I showed the script to a filmmaker friend of mine, Adam Linn, and he found the story of a young kid’s desire to take off and start a band irresistible since he’s a musician himself. Adam suggested I shoot a short film of the script that could be taken to festivals. He thought that would be the best way to attract attention to get the feature film made. He had already made a short that did well in the festival circuit, so he was very encouraging. We sat down together and threw around ideas about how to turn this into a ten minute film with the same premise and characters without losing the essence of the story. We decided to make it more of a comedy while at the same time maintaining the seriousness of the girl’s problems. In the short film, Chloe is on her way to Seattle with Slater when she insists that they make a pit stop at a deli. She runs in to see her best friend Michelle who works there. Michelle, who is very busy making sandwiches for a long line of customers, is both overjoyed and frustrated at the sudden appearance of her friend who has been missing. It gets discovered that Chloe has a secret and desperately needs a favor. The two hide out in the store bathroom and are constantly interrupted by customers while they try to solve Chloe’s big dilemma.
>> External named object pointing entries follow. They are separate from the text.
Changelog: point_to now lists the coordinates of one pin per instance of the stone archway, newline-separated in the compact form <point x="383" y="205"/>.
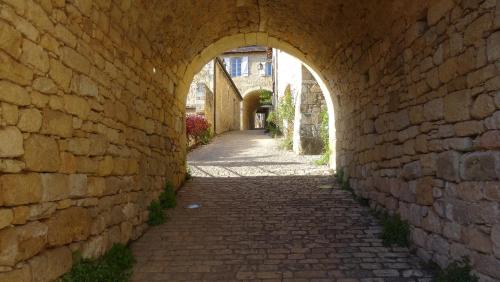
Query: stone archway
<point x="93" y="95"/>
<point x="250" y="105"/>
<point x="262" y="39"/>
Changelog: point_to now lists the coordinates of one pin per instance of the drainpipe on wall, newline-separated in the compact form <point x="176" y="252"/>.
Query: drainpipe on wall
<point x="215" y="95"/>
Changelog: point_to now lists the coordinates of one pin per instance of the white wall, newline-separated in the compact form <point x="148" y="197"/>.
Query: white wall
<point x="288" y="71"/>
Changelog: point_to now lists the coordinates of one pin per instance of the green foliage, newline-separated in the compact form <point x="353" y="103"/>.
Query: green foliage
<point x="395" y="231"/>
<point x="324" y="134"/>
<point x="266" y="97"/>
<point x="206" y="136"/>
<point x="167" y="197"/>
<point x="272" y="125"/>
<point x="457" y="271"/>
<point x="156" y="213"/>
<point x="287" y="143"/>
<point x="286" y="109"/>
<point x="189" y="175"/>
<point x="114" y="266"/>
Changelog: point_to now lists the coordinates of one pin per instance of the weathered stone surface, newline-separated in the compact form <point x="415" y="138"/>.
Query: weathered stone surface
<point x="45" y="85"/>
<point x="14" y="94"/>
<point x="448" y="165"/>
<point x="35" y="56"/>
<point x="60" y="74"/>
<point x="480" y="166"/>
<point x="20" y="274"/>
<point x="10" y="40"/>
<point x="492" y="44"/>
<point x="457" y="106"/>
<point x="437" y="10"/>
<point x="30" y="120"/>
<point x="19" y="189"/>
<point x="6" y="217"/>
<point x="8" y="246"/>
<point x="74" y="60"/>
<point x="424" y="191"/>
<point x="490" y="140"/>
<point x="14" y="71"/>
<point x="32" y="238"/>
<point x="55" y="186"/>
<point x="78" y="185"/>
<point x="76" y="105"/>
<point x="41" y="154"/>
<point x="51" y="264"/>
<point x="11" y="142"/>
<point x="57" y="123"/>
<point x="483" y="107"/>
<point x="65" y="226"/>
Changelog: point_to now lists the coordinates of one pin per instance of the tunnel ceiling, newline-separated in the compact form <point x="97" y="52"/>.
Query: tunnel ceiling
<point x="179" y="30"/>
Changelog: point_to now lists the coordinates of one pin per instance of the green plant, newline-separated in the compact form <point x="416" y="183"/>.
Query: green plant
<point x="457" y="271"/>
<point x="394" y="229"/>
<point x="265" y="97"/>
<point x="272" y="125"/>
<point x="167" y="197"/>
<point x="287" y="143"/>
<point x="189" y="175"/>
<point x="114" y="266"/>
<point x="206" y="136"/>
<point x="156" y="213"/>
<point x="324" y="134"/>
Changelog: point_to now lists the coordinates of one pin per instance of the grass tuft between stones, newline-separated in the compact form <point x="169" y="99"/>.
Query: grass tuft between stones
<point x="114" y="266"/>
<point x="395" y="231"/>
<point x="156" y="213"/>
<point x="457" y="271"/>
<point x="157" y="208"/>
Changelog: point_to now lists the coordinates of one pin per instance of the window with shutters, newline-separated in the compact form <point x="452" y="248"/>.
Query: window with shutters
<point x="269" y="69"/>
<point x="235" y="67"/>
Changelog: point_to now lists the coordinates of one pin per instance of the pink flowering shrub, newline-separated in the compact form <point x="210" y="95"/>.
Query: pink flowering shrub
<point x="198" y="129"/>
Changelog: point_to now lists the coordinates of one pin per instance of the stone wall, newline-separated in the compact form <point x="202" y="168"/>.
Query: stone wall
<point x="85" y="133"/>
<point x="308" y="106"/>
<point x="419" y="132"/>
<point x="227" y="101"/>
<point x="93" y="97"/>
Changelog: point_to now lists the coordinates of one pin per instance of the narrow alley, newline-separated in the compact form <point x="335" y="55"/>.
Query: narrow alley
<point x="266" y="215"/>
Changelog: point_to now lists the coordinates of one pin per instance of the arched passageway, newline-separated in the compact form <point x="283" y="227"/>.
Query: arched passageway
<point x="93" y="97"/>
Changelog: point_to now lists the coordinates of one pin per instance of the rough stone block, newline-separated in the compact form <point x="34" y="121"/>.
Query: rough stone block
<point x="456" y="106"/>
<point x="490" y="140"/>
<point x="480" y="165"/>
<point x="41" y="154"/>
<point x="55" y="186"/>
<point x="448" y="166"/>
<point x="30" y="120"/>
<point x="14" y="94"/>
<point x="32" y="238"/>
<point x="77" y="106"/>
<point x="6" y="217"/>
<point x="57" y="123"/>
<point x="11" y="142"/>
<point x="10" y="40"/>
<point x="68" y="225"/>
<point x="8" y="246"/>
<point x="20" y="189"/>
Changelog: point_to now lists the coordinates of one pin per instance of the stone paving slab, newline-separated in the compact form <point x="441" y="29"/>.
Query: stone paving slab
<point x="268" y="228"/>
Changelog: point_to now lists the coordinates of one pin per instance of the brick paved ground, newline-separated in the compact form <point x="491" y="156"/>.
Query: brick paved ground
<point x="272" y="219"/>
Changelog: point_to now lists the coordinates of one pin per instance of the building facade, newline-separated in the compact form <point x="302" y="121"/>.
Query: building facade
<point x="214" y="95"/>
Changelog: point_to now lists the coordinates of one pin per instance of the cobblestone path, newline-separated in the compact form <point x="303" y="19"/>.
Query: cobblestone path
<point x="266" y="215"/>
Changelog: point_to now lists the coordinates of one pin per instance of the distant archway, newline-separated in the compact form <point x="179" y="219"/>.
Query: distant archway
<point x="263" y="39"/>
Q: How long have you been interested in filmmaking? What got you into it? Any particular people or films influence you? (Since it's Women Who Rock Weds, we are particularly interested in hearing about the women who influenced you, but guys are fine too!)
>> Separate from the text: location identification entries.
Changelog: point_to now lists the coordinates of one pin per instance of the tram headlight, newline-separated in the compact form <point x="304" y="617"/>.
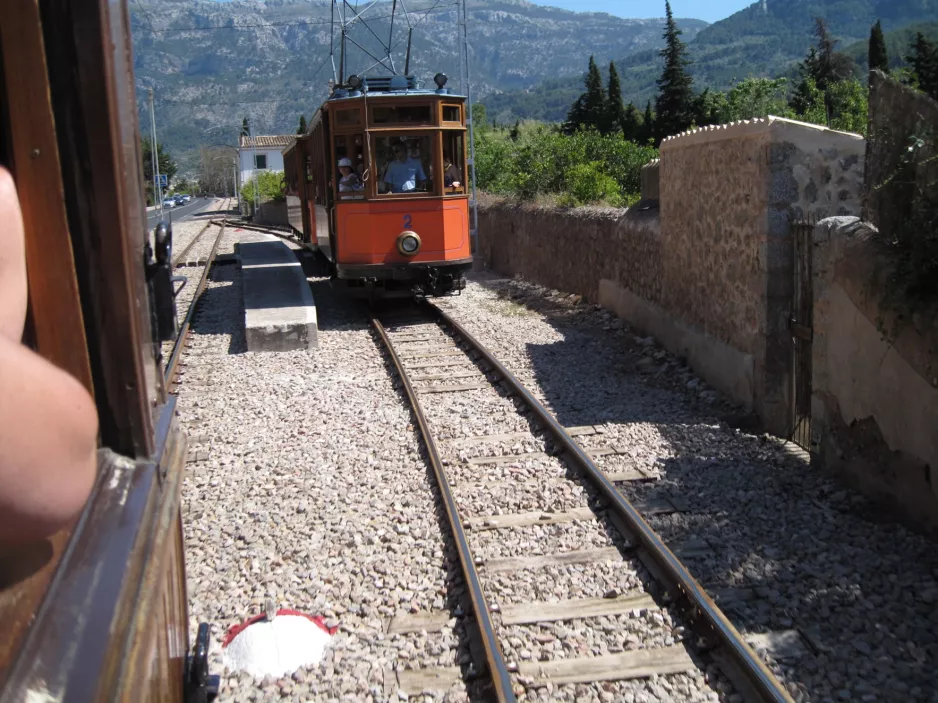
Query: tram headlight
<point x="408" y="243"/>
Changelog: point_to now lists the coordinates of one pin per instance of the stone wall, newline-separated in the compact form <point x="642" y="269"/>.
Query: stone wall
<point x="874" y="399"/>
<point x="573" y="249"/>
<point x="728" y="196"/>
<point x="710" y="273"/>
<point x="897" y="113"/>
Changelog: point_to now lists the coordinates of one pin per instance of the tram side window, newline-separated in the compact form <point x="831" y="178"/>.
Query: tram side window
<point x="454" y="163"/>
<point x="349" y="165"/>
<point x="404" y="164"/>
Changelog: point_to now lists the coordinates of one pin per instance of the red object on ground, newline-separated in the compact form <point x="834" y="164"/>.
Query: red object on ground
<point x="236" y="630"/>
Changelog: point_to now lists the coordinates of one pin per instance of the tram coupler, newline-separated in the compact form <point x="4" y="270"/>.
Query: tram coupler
<point x="200" y="686"/>
<point x="159" y="274"/>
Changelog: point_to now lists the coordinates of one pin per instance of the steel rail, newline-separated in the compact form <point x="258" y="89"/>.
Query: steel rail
<point x="498" y="670"/>
<point x="182" y="254"/>
<point x="763" y="686"/>
<point x="172" y="366"/>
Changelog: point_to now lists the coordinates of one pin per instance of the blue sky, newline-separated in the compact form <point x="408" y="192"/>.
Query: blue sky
<point x="709" y="10"/>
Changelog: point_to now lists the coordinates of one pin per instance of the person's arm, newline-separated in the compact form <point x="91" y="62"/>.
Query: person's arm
<point x="12" y="262"/>
<point x="48" y="433"/>
<point x="48" y="421"/>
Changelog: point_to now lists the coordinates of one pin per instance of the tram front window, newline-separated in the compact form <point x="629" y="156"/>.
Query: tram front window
<point x="404" y="164"/>
<point x="454" y="163"/>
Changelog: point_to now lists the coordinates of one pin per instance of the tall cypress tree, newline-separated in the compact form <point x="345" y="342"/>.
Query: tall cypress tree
<point x="674" y="106"/>
<point x="615" y="110"/>
<point x="632" y="123"/>
<point x="589" y="110"/>
<point x="595" y="103"/>
<point x="924" y="63"/>
<point x="648" y="130"/>
<point x="878" y="57"/>
<point x="822" y="67"/>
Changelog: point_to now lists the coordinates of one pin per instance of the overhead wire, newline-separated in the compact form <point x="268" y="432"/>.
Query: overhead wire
<point x="260" y="25"/>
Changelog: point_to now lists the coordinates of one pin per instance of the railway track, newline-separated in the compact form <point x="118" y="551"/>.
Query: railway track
<point x="534" y="476"/>
<point x="174" y="355"/>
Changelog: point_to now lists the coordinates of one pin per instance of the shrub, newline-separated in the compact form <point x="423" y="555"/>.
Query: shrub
<point x="270" y="186"/>
<point x="534" y="159"/>
<point x="587" y="183"/>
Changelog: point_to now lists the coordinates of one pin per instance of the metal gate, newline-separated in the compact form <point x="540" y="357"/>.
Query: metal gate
<point x="801" y="333"/>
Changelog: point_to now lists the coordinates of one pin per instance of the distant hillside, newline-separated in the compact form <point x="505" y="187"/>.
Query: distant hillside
<point x="898" y="44"/>
<point x="212" y="63"/>
<point x="748" y="43"/>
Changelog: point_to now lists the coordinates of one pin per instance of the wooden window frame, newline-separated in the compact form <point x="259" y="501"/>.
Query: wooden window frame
<point x="342" y="128"/>
<point x="392" y="103"/>
<point x="462" y="113"/>
<point x="436" y="142"/>
<point x="465" y="161"/>
<point x="358" y="196"/>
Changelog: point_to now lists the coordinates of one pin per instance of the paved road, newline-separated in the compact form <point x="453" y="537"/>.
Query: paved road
<point x="178" y="214"/>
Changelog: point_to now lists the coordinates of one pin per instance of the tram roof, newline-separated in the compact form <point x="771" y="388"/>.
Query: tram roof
<point x="418" y="92"/>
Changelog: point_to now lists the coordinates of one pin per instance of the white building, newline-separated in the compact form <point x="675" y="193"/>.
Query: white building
<point x="262" y="153"/>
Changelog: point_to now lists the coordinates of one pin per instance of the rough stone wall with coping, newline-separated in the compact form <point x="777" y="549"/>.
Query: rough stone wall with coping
<point x="897" y="113"/>
<point x="710" y="273"/>
<point x="728" y="196"/>
<point x="572" y="249"/>
<point x="874" y="403"/>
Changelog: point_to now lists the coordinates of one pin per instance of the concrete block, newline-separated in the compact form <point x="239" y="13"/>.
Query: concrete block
<point x="279" y="311"/>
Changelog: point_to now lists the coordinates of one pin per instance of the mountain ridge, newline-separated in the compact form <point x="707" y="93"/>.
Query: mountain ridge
<point x="749" y="42"/>
<point x="212" y="63"/>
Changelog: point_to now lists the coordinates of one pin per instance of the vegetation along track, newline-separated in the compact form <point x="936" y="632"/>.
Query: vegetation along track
<point x="205" y="260"/>
<point x="455" y="387"/>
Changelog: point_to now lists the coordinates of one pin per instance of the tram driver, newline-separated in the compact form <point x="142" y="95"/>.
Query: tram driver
<point x="350" y="180"/>
<point x="405" y="173"/>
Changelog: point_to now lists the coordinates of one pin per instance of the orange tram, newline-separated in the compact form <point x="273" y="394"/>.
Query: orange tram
<point x="378" y="184"/>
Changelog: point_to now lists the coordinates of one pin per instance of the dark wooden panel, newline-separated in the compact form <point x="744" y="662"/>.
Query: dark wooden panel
<point x="99" y="631"/>
<point x="54" y="308"/>
<point x="91" y="81"/>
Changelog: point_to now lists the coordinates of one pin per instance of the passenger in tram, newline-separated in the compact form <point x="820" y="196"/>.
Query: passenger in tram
<point x="48" y="421"/>
<point x="404" y="174"/>
<point x="349" y="180"/>
<point x="451" y="173"/>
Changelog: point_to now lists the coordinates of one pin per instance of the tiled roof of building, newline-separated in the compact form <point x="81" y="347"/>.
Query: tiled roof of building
<point x="277" y="141"/>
April: Music and writing have always played strong roles in my life. As journalism major, I wrote all the time for the college paper and also for different Boston music publications, because the scene was so hot there in the 90’s. At eighteen, if you asked me what I wanted to be when I grew up, I would have answered a writer for Rolling Stone or Spin without any hesitation. I never lived out my fantasies of rocking out onstage-although I did learn some guitar and drums. I wrote a lot of short stories during that time also, and my writing style was very dialogue-driven, and I think that came from a background in news writing and conducting lots of interviews. One day, as an experiment really, I decided to take a stab at writing a screenplay for fun. It was about a young woman trying to get her life together and find a way to pursue her goals when the cards were not dealt in her favor. So much inspiration and emotion in the script came from envisioning the songs that would accompany it on the soundtrack. I shot and directed a short segment of it and set it to the music of PJ Harvey. The script eventually became part of my senior thesis, which was about women and their representation in film and got me my degree. It was an amateurish start, but that story that began one night in my dorm room with a notebook and a pen ended up changing my life-and my career path. I no longer wanted to be a music journalist, I wanted to be a filmmaker.
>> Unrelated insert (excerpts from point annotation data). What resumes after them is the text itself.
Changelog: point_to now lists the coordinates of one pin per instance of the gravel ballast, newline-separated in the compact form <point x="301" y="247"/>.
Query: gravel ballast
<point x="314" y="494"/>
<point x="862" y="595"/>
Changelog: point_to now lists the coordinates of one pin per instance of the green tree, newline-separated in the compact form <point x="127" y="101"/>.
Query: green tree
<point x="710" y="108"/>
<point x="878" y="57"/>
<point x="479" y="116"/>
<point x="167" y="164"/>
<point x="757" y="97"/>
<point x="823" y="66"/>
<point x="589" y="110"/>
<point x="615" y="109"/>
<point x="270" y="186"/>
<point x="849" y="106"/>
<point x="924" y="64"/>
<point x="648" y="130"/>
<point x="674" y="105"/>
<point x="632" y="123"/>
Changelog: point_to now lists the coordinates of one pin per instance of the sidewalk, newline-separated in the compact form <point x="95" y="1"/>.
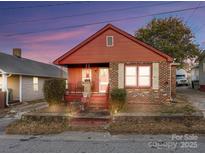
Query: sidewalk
<point x="197" y="98"/>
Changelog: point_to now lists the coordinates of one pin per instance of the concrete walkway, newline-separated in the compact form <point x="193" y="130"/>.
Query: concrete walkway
<point x="197" y="98"/>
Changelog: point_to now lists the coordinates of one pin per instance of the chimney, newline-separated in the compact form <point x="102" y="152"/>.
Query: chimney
<point x="17" y="52"/>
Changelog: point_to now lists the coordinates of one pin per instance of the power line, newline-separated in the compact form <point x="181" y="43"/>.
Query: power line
<point x="84" y="14"/>
<point x="193" y="13"/>
<point x="37" y="6"/>
<point x="102" y="22"/>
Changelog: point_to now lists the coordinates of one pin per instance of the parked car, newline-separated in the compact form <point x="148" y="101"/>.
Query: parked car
<point x="181" y="80"/>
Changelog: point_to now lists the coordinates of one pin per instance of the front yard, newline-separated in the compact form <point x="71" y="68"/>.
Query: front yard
<point x="181" y="106"/>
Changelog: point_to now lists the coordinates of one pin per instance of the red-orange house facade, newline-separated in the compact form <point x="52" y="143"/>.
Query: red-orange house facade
<point x="112" y="58"/>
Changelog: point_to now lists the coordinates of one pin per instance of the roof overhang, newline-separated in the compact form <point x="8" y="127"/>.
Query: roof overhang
<point x="109" y="26"/>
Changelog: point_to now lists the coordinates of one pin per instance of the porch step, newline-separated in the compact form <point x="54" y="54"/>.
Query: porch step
<point x="89" y="122"/>
<point x="91" y="118"/>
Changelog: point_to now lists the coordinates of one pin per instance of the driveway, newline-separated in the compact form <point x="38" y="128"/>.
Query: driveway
<point x="197" y="98"/>
<point x="71" y="142"/>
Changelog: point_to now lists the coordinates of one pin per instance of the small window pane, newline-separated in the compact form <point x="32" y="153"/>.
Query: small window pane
<point x="86" y="74"/>
<point x="35" y="83"/>
<point x="144" y="81"/>
<point x="109" y="41"/>
<point x="131" y="81"/>
<point x="144" y="70"/>
<point x="131" y="70"/>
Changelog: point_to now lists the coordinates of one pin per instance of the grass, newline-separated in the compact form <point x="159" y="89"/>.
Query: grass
<point x="36" y="127"/>
<point x="181" y="105"/>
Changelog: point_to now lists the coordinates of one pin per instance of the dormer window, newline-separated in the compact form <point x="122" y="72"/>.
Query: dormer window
<point x="109" y="41"/>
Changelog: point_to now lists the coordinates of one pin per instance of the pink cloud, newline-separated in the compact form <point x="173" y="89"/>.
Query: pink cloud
<point x="56" y="36"/>
<point x="47" y="48"/>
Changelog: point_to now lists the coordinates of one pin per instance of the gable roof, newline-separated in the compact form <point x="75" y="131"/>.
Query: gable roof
<point x="114" y="28"/>
<point x="22" y="66"/>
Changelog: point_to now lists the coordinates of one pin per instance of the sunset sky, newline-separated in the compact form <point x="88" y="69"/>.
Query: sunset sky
<point x="46" y="30"/>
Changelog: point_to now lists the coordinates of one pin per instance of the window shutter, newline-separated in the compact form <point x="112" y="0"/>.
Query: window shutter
<point x="121" y="75"/>
<point x="155" y="75"/>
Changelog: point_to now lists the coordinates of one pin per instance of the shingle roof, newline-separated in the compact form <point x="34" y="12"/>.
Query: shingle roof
<point x="23" y="66"/>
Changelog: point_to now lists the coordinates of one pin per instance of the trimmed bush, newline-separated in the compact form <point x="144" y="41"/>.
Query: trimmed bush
<point x="118" y="99"/>
<point x="54" y="90"/>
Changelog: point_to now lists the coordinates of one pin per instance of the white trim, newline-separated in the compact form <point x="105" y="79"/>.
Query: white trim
<point x="107" y="45"/>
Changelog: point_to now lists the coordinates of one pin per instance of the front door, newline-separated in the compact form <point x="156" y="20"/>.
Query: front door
<point x="103" y="80"/>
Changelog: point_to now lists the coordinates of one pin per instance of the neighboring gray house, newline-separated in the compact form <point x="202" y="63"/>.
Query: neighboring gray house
<point x="198" y="74"/>
<point x="23" y="79"/>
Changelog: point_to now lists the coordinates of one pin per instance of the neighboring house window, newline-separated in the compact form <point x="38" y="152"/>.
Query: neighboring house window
<point x="86" y="74"/>
<point x="144" y="76"/>
<point x="35" y="83"/>
<point x="131" y="76"/>
<point x="138" y="76"/>
<point x="109" y="41"/>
Instead of making my own films, I worked in the industry for a number of years producing and assistant directing indie films before focusing on making my own. I remember watching the film, “24 Hour Party People” about the music scene in Manchester England in the 80’s and 90’s and it making me want to do a cool piece about music. I liked the realistic documentary style it was filmed in. I love rock films in general. I think the 1990’s is a great period of time to do a nostalgic rock film about. It was the last generation defined by music, the last generation to appreciate full-length albums (and the ones to still buy albums in their entirety), and the last one to be affected by the death of a rock icon who was relevant to the time he died in. There is something to be said there. We’ve made how many films about Woodstock now? It’s time to let another generation have their voice.

Q: For other aspiring filmmakers out there, can you tell us a little about your background? How you got to where you are now, working on this project?

April: Working as a freelance assistant director and producer in film and television taught me how a film comes together on every level, from the budget to the casting to the editing. If you’re planning on making a movie it’s a good idea to work on some first, even student films, just to get your hands dirty. I learned a lot from assistant directing/producing a Master’s thesis for someone that gave me the skills and confidence to go on and produce an indie feature that is available on Amazon called, “Bedford Springs,” and was picked up by HBO Europe. I even got involved with helping to choose the cast on that one and that was a lot of fun.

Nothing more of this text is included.